Marian suddenly felt sick. “Mother Jennet?”
“Yes,” Cymrica said, a smile evident in her voice. She’d either missed part of the story Marian had told about the adventures on the road, or forgotten the grislier bits. And Marian had neither the heart nor the stomach just then to remind her. “Elaine said he was most dutiful in paying his respects to the reverend mother. Though I am sure he did it to see me as well. Why else did his visits so often match my own, hmmm?”
“I see your point,” Marian said, seeing also the mental image of an old nun lying in the dust like a broken doll.
Either something in her tone jarred Cymrica’s memory, or the girl read her thoughts.
“Oh no.” Her whisper sounded like a ghost in the darkness. “I’ve been so frightened for Allan, I’ve scarce considered the rest. I forgot. I’m so sorry.”
She glanced over her shoulder at Marian. “It must have been horrible for you and… Oh, my poor Allan—to lose his aunt so cruelly! And Elaine…” Her voice cracked. “I did not like her over much, yet…” She choked back a sob. “Yet I would not have wished her such an evil end. I’m sorry I called her a weak little poppet—even though she was. I…I…” The sobs would no longer be held at bay.
Marian stared in horror as Cymrica slumped over her mount’s neck, the girl’s whole body shaking as the mare speeded her step in response to her rider’s forward thrust of weight. Remembering the scene at the manor, she could only imagine what was coming next. The forest would soon be bursting with banshee wails. Spit. How the hell could she get Featherfoot to close the gap between them? Pulling back on the reins slowed him—she’d figured out that. Almost anything slowed him, in fact. But nothing seemed to make him go faster.
Damn, damn, damn.
“Cymrica? Please don’t cry. Pleeease, not now.” Vainly she stretched out her arm, and almost fell out of the saddle when the girl abruptly ceased sobbing and pulled up in front of her, causing Featherfoot to slam on the brakes, too. He was so good about stopping, that pony was.
“The bloody bastard,” Lady Cymrica cursed, sounding little like a lady. She glared furiously to the side, her eyes glinting in the moonlight.
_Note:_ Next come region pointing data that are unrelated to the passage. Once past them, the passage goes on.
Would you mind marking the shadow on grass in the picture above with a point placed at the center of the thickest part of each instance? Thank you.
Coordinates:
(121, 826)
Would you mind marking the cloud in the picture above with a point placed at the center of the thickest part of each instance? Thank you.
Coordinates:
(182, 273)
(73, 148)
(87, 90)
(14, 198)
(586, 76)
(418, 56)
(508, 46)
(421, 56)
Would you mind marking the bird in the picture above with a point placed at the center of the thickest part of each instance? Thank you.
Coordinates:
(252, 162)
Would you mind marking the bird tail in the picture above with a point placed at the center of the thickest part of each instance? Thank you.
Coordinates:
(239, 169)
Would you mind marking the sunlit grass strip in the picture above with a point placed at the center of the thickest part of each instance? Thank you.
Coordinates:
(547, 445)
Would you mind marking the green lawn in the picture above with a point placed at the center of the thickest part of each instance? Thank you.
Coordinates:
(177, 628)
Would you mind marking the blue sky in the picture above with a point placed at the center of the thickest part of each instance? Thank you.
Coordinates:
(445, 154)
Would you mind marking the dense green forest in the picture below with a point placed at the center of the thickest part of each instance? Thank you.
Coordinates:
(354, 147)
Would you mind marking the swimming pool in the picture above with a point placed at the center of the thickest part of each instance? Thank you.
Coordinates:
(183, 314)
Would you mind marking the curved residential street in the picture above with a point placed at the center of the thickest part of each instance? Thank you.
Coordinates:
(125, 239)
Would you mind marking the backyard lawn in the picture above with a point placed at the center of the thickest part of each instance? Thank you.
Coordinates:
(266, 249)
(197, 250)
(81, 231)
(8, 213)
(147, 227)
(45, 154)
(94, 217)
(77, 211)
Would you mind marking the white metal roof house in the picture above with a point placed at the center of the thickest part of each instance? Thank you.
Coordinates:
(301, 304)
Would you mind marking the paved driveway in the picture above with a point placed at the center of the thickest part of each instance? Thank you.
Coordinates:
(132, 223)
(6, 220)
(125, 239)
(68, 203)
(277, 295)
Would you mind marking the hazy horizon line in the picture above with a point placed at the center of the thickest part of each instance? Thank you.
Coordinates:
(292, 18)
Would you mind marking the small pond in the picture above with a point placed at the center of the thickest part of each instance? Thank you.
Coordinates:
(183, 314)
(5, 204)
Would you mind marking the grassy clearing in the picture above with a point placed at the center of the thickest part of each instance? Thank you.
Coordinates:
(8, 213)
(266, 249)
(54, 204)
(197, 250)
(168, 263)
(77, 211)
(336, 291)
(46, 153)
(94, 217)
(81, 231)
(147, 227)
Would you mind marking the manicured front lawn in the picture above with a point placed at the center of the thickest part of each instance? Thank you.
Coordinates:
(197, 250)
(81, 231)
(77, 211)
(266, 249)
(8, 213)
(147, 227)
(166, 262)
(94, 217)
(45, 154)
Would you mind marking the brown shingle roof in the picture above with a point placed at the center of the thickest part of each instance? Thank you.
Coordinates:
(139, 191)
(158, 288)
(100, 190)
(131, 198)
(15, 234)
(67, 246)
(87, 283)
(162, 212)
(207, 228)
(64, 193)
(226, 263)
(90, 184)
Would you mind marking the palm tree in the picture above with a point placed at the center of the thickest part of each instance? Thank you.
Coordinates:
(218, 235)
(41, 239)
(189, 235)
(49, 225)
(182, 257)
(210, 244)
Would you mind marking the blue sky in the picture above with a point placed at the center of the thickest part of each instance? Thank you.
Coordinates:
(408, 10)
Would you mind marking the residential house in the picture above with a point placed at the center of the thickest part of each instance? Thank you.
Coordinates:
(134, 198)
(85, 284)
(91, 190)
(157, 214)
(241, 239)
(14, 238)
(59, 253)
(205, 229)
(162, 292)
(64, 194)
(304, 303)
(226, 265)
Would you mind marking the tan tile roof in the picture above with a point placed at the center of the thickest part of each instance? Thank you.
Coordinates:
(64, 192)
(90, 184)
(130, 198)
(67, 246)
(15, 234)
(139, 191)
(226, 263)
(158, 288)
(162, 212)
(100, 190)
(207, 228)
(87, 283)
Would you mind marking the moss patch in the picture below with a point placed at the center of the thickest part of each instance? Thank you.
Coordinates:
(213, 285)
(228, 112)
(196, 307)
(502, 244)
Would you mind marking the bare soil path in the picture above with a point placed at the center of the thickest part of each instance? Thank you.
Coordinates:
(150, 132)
Marian followed her line of vision to see additional light spilling out in a single beam across the road ahead, its source the window of a tiny cottage nestled back between the trees. A woman’s laughter rippled out from the dollhouse dwelling along with a husky masculine murmur. The man’s words were muffled, but his voice was unmistakable. Roland. Marian didn’t need anyone to tell her who the woman was. But Cymrica informed her nonetheless.
“Tabitha.” She spat out the name like poison. She turned toward Marian, her expression livid, her eyes brimming afresh. “I…I am sorry for what I said before about Roland…and her. ’Twas monstrous of him to leave you. And on your wedding night, too, the beast! If he were my husband, I…I’d…”
“Shhh, they might hear you.” Marian was amazed how brittle her own voice sounded. One would think she was upset or something, when nothing could be further from the truth, of course. The only thing that upset her about Roland was having been forced to marry him in the first place. She told herself she didn’t care what else he did, or with whom, if it gave him reason to leave her alone. She even tried to believe it. “Let’s get out of here.”
For heaven’s sake, a man’s life was in danger and they were wasting time. She tugged on the reins, trying to turn Featherfoot away. The pony stood like a lump. Marian felt like crying, and had no idea why. “How the hell do you steer this thing?”
Cymrica stared at her a moment, then tapped Aster with her heels, maneuvering the mare across
the road and forward. The pony blew out a soft snort and plodded after them.
“If he tries that again, kick him,” Cymrica whispered over her shoulder. “Just remember, he’ll do exactly as he pleases unless you make him behave.”
Somehow Marian got the impression she was talking about more than horses.